Seketika aku merasa saat itu ada sesuatu yang menggerakanku untuk bertemu Bapak Ridwan Kamil dan Ibu Atalia. Entah itu rasa empati atau saling merasakan atau.. ah, perasaan itu sulit dijelaskan dengan kata-kata.

Pokoknya apapun yang terjadi, aku harus bertemu mereka. Sepertinya ada hal yang harus sampaikan. Usaha dulu saja, sampai mentok.
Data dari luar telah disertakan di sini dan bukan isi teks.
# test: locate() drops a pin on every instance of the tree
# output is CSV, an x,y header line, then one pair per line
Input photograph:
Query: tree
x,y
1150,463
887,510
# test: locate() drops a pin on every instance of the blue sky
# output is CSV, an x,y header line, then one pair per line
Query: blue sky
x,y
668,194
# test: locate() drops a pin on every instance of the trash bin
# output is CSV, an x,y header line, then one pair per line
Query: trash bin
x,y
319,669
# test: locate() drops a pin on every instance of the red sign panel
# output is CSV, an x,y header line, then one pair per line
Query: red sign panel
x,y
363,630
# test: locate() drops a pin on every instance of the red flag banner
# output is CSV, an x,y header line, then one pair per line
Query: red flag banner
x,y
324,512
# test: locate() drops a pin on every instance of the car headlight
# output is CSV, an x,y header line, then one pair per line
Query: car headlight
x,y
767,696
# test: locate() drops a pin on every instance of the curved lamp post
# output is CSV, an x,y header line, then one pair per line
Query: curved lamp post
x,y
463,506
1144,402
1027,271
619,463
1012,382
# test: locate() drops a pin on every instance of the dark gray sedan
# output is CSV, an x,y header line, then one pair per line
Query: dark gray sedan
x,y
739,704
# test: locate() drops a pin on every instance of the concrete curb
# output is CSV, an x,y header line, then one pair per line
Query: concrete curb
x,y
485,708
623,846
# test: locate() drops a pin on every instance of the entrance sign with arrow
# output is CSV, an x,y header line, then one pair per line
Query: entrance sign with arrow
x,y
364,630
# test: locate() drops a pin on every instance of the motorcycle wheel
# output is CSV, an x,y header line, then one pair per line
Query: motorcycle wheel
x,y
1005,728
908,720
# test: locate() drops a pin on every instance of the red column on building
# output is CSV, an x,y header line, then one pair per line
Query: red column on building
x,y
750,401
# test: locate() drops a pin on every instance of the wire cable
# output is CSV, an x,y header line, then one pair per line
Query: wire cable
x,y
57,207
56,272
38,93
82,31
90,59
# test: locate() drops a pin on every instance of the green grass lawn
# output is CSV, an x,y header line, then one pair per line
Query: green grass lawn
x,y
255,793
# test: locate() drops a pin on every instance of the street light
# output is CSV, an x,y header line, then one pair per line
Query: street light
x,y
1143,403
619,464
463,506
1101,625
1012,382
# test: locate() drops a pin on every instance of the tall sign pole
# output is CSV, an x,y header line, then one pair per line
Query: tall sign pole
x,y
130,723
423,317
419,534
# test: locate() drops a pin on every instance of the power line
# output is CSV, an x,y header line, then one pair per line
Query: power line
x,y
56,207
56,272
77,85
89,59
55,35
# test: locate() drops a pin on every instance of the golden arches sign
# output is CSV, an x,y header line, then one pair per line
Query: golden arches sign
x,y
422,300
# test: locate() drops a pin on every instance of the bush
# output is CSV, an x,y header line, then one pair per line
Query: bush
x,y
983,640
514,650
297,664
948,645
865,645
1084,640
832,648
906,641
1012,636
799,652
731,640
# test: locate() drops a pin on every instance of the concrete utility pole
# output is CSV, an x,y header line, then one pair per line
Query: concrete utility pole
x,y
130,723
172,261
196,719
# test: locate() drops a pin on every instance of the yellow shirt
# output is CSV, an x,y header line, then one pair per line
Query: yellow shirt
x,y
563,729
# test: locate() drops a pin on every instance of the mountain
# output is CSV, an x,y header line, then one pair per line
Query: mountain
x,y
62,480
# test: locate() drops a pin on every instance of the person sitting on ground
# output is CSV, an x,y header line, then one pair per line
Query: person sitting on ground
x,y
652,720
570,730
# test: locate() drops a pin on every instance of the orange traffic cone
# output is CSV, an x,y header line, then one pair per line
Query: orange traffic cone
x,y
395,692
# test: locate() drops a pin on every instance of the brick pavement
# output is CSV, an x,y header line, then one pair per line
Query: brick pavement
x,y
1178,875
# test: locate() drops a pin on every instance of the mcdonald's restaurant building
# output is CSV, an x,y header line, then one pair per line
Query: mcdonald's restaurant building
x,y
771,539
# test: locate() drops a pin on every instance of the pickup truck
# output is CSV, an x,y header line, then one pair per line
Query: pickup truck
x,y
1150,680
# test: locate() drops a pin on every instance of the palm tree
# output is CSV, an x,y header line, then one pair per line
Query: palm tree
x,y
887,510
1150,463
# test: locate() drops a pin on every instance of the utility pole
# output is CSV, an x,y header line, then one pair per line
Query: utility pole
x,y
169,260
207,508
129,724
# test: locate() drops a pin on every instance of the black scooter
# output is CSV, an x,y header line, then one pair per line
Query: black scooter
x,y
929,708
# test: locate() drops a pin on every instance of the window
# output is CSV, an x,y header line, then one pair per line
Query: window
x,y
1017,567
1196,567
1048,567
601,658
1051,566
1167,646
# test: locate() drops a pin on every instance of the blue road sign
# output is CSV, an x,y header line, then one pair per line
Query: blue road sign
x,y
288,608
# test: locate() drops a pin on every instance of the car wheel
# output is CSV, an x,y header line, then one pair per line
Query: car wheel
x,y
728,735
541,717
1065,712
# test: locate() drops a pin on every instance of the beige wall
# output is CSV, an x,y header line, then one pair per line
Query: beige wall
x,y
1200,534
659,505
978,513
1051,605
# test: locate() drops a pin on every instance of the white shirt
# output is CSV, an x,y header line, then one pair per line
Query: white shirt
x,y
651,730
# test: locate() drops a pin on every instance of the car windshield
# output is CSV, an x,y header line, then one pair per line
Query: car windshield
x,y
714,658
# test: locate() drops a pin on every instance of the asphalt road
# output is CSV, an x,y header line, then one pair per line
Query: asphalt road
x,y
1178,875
Kemudian, aku mencoba memarkirkan motorku kedalam Gedung Pakuan, tetapi sayangnya tidak bisa karena sudah penuh. Akhirnya aku memarkirkan motorku di luar pagar pelataran Gedung Pakuan yang letaknya cukup jauh dari pintu masuk. Cukup membuat was-was karena takut motornya hilang, tetapi demi “perasaan” itu aku pun rela berlari basah-basahan masuk ke Gedung Pakuan walaupun jaraknya lumayan jauh dan harus memutar arah.



 

VI: Warna-warni Harapan

Sampailah aku di dalam Gedung Pakuan. Aku diarahkan ke satu ruangan, dan di sana terdapat buku tamu dan sticky notes. Jadi setelah para tamu mengisi buku tamu, mereka juga menuliskan harapan dan penguatan untuk keluarga di atas sticky notes yang kemudian ditempelkan di dinding kayu ruangan itu.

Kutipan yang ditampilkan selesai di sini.